Section of Hepatobiliary Surgery and Liver Transplantation, Department of Surgery, University of Groningen, University Medical Center Groningen, Groningen, the Netherlands.
Surgical Research Laboratory, Department of Surgery, University of Groningen, University Medical Center Groningen, Groningen, the Netherlands.
Hepatology. 2019 Apr;69(4):1719-1734. doi: 10.1002/hep.30365. Epub 2019 Mar 5.

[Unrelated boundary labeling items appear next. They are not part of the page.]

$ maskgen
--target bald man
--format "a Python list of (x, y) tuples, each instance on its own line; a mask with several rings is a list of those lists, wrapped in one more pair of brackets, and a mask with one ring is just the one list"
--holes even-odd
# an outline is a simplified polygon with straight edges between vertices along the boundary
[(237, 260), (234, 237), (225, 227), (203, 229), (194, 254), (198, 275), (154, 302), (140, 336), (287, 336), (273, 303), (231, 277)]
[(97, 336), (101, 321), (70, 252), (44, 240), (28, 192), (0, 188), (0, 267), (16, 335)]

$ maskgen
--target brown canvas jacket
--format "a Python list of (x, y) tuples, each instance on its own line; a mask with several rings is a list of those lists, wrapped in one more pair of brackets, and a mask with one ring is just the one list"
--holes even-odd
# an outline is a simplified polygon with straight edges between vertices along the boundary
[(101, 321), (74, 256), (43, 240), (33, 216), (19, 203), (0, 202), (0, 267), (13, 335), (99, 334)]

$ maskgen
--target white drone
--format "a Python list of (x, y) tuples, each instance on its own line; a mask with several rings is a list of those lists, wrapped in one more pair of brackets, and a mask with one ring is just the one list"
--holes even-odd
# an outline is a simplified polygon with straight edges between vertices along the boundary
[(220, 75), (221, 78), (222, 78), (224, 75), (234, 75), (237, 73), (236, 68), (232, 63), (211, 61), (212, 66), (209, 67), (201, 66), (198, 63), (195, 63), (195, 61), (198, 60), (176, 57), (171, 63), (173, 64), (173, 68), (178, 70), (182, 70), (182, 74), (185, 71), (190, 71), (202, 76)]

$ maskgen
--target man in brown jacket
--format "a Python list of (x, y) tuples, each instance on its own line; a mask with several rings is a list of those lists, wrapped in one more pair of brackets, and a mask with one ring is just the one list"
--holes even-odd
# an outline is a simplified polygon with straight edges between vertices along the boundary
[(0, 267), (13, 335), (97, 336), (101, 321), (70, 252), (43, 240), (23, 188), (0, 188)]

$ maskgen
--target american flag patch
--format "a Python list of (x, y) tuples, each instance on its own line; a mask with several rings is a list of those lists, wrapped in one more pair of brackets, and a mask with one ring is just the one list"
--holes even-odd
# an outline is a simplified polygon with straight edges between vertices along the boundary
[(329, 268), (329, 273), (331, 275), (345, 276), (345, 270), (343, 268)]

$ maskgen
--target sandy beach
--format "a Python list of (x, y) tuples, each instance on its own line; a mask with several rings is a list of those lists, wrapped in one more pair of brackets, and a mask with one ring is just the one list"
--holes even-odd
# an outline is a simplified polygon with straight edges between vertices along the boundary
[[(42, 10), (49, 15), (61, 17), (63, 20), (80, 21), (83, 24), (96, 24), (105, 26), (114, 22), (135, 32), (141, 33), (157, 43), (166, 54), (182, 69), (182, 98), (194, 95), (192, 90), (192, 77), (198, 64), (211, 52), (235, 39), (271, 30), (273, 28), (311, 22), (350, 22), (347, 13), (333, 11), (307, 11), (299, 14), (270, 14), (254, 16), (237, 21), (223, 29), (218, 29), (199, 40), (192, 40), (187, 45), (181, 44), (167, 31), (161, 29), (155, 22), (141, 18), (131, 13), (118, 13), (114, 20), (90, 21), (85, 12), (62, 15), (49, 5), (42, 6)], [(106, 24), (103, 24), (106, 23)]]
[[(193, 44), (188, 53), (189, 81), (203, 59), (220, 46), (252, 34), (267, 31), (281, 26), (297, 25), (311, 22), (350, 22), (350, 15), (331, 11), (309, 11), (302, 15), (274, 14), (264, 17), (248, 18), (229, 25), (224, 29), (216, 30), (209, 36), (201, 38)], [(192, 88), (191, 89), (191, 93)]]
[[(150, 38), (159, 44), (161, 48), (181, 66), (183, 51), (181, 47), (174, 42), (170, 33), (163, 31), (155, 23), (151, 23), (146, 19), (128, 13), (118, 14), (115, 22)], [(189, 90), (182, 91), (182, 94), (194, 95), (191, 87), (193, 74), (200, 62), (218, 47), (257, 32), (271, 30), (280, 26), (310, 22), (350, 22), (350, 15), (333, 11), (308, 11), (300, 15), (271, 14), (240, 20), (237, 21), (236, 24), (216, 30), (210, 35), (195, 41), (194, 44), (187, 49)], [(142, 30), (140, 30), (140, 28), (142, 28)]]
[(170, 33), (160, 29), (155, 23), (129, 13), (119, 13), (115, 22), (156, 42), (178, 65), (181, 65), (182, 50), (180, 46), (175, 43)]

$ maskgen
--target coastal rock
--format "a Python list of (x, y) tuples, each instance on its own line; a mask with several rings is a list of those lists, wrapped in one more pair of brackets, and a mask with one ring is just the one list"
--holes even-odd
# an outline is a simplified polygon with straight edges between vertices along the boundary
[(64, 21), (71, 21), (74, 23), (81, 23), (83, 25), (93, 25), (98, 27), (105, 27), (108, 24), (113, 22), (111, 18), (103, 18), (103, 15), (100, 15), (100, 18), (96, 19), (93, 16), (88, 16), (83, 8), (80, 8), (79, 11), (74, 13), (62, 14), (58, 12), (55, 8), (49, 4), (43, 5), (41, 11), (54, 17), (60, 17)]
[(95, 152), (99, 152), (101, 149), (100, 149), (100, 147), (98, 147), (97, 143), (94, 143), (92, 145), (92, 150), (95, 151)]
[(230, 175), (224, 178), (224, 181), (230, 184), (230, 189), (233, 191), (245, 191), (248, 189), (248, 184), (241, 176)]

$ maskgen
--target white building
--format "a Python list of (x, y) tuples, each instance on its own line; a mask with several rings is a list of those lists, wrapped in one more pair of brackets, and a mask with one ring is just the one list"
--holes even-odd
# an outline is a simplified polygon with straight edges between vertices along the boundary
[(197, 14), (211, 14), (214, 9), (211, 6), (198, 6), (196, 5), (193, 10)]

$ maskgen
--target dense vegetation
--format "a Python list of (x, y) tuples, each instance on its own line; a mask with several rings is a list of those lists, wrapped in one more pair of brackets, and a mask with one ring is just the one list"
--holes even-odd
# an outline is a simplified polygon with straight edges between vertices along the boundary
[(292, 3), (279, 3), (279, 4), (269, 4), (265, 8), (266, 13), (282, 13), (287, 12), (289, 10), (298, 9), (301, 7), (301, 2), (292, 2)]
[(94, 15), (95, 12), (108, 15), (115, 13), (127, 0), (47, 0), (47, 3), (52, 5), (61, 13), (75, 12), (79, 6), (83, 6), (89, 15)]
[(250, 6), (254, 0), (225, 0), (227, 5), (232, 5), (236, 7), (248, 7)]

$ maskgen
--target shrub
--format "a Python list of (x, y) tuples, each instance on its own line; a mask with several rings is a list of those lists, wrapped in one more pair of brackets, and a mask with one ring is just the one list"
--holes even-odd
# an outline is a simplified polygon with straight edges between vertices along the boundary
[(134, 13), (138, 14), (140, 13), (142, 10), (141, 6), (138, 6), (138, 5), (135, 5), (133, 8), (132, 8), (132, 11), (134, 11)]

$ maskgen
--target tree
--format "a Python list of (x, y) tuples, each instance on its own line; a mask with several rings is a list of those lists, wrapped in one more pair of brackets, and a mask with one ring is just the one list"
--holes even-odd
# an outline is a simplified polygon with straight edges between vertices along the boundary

Peribiliary glands (PBG) are a source of stem/progenitor cells organized in a cellular network encircling large bile ducts. Severe cholangiopathy with loss of luminal biliary epithelium has been proposed to activate PBG, resulting in cell proliferation and differentiation to restore biliary epithelial integrity. However, formal evidence for this concept in human livers is lacking. We therefore developed an ex vivo model using precision-cut slices of extrahepatic human bile ducts obtained from discarded donor livers, providing an intact anatomical organization of cell structures, to study spatiotemporal differentiation and migration of PBG cells after severe biliary injury. Postischemic bile duct slices were incubated in oxygenated culture medium for up to a week. At baseline, severe tissue injury was evident with loss of luminal epithelial lining and mural stroma necrosis. In contrast, PBG remained relatively well preserved and different reactions of PBG were noted, including PBG dilatation, cell proliferation, and maturation. Proliferation of PBG cells increased after 24 hours of oxygenated incubation, reaching a peak after 72 hours. Proliferation of PBG cells was paralleled by a reduction in PBG apoptosis and differentiation from a primitive and pluripotent (homeobox protein Nanog+/ sex-determining region Y-box 9+) to a mature (cystic fibrosis transmembrane conductance regulator+/secretin receptor+) and activated phenotype (increased expression of hypoxia-inducible factor 1 alpha, glucose transporter 1, and vascular endothelial growth factor A). Migration of proliferating PBG cells in our ex vivo model was unorganized, but resulted in generation of epithelial monolayers at stromal surfaces. Conclusion: Human PBG contain biliary progenitor cells and are able to respond to bile duct epithelial loss with proliferation, differentiation, and maturation to restore epithelial integrity. The ex vivo spatiotemporal behavior of human PBG cells provides evidence for a pivotal role of PBG in biliary regeneration after severe injury.
胆小管周围腺(PBG)是一种以细胞网络形式存在的干细胞/祖细胞来源,围绕在大的胆管周围。人们提出,严重的胆管病变导致管腔上皮丢失会激活 PBG,引起细胞增殖和分化,从而恢复胆管上皮的完整性。然而,目前在人类肝脏中缺乏这一概念的明确证据。因此,我们建立了一种使用从废弃供体肝脏中获得的离体人外胆管的精确切割切片的体外模型,该模型提供了细胞结构的完整解剖组织,以研究严重胆管损伤后 PBG 细胞的时空分化和迁移。缺血后的胆管切片在含氧的培养介质中孵育长达一周。在基线时,明显存在严重的组织损伤,表现为管腔上皮衬里丢失和壁层基质坏死。相比之下,PBG 相对保存完好,并且观察到 PBG 的不同反应,包括 PBG 扩张、细胞增殖和成熟。在含氧孵育 24 小时后,PBG 细胞的增殖增加,在 72 小时后达到高峰。PBG 细胞的增殖伴随着 PBG 凋亡的减少和从原始多能性(同源盒蛋白 Nanog+/性别决定区 Y 框 9+)向成熟(囊性纤维化跨膜电导调节体+/分泌素受体+)和激活表型(缺氧诱导因子 1α、葡萄糖转运蛋白 1 和血管内皮生长因子 A 表达增加)的分化。在我们的体外模型中,增殖的 PBG 细胞的迁移是无组织的,但导致在基质表面生成上皮单层。结论:人 PBG 含有胆管祖细胞,并且能够对胆管上皮丢失做出反应,通过增殖、分化和成熟来恢复上皮完整性。人 PBG 细胞的体外时空行为为 PBG 在严重损伤后胆管再生中的关键作用提供了证据。